Sonny Torres, Mon 20 May 2019, Python
Contents
I started this "End-to-End Data Analysis Project" in order to practice and document my programming skills with Python. Unlike many other blog posts, this series does not center around an easily acquired data set. In fact, all 4 blog posts preceding this one have covered just the gathering and formatting of the data [1]. Below is a recap of the previous 4 blog posts.
Again, the source code for each post can be found in my Github account.
Now, the data is one uniform file and is easy to manage. Below I will walk through some common data exploration techniques I use to understand a data set.

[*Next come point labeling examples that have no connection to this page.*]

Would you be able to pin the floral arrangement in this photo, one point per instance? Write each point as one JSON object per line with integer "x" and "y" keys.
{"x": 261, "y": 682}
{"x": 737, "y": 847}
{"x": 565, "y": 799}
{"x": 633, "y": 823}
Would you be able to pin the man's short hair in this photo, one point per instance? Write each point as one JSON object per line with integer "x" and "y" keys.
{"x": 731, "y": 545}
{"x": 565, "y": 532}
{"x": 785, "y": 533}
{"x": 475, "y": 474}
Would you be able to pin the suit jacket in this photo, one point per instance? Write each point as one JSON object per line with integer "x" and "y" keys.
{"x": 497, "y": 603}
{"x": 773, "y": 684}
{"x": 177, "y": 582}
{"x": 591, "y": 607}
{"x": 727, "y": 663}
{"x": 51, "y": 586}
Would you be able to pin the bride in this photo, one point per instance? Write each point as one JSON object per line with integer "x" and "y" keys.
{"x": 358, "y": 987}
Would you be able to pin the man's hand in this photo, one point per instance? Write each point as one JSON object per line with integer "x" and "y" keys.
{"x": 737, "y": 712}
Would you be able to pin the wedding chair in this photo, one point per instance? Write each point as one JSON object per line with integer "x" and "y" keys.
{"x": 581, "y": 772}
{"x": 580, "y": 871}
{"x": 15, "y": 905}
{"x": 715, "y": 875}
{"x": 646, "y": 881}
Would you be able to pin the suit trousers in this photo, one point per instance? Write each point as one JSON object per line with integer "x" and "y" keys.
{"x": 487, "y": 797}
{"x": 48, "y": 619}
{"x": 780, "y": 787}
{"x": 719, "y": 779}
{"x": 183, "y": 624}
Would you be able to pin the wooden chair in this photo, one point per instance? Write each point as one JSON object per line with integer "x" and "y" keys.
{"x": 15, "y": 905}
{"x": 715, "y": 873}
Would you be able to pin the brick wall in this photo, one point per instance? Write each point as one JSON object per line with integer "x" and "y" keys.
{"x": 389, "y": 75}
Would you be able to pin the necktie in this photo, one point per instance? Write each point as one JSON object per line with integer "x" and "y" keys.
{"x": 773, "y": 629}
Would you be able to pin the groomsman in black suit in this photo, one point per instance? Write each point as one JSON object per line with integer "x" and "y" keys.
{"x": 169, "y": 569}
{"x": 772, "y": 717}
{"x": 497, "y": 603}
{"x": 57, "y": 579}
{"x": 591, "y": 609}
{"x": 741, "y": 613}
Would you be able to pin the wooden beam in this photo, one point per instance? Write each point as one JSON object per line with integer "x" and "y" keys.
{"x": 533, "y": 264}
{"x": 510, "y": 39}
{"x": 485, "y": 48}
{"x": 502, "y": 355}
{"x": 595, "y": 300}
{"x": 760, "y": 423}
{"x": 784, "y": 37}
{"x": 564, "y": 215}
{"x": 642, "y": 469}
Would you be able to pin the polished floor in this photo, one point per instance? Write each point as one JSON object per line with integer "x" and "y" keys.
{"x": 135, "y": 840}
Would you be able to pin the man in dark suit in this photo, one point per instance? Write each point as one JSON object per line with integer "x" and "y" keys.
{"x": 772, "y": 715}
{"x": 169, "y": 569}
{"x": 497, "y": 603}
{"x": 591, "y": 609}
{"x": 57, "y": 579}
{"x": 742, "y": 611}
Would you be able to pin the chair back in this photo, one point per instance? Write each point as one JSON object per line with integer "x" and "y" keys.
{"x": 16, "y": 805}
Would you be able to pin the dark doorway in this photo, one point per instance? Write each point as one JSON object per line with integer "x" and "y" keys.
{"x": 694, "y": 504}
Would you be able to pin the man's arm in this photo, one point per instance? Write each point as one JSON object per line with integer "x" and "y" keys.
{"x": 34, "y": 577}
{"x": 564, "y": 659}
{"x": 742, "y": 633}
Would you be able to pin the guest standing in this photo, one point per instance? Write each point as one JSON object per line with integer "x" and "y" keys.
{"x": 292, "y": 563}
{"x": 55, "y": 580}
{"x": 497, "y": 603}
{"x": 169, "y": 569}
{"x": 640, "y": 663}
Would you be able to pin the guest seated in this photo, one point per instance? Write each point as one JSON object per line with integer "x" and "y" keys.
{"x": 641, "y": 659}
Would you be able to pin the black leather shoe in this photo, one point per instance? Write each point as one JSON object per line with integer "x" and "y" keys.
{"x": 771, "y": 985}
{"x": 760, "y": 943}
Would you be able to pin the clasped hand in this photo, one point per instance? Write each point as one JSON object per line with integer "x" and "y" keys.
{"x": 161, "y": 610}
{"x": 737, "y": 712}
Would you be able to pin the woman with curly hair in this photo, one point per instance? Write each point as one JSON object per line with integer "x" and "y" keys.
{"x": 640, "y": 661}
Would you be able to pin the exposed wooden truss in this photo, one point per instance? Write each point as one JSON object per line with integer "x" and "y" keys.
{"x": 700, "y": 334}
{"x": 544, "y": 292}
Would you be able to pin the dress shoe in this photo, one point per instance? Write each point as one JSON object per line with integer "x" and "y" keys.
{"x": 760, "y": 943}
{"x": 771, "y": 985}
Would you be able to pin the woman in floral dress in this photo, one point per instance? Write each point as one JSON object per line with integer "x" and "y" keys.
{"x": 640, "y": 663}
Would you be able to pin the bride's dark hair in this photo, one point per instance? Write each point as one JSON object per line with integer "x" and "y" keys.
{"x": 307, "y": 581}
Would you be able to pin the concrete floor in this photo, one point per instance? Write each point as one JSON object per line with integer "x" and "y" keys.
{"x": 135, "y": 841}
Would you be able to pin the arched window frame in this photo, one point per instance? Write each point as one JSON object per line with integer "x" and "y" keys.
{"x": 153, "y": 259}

When exploring a data set I like to use an interpreter and interact with the data in real-time. I used the IPython command shell to develop the code for this post, and appropriately the code for this section is meant to be typed at a Python interpreter, otherwise you will have to use print([code]).
Below are the imports. I modified some visual settings for Pandas to view more output in the interpreter.
import matplotlib.pyplot as plt
from numpy import nan as NA
import pandas as pd
import numpy
import os
pd.set_option('display.max_rows', 500)
pd.set_option('display.max_columns', 500)
path = r'C:\Users\Username\Desktop\End-to-End-Data-Analysis\1. Get the Data\table'
file = 'CMBS New Final.csv'
df = pd.read_csv(os.path.join(path,file), encoding='ISO-8859-1')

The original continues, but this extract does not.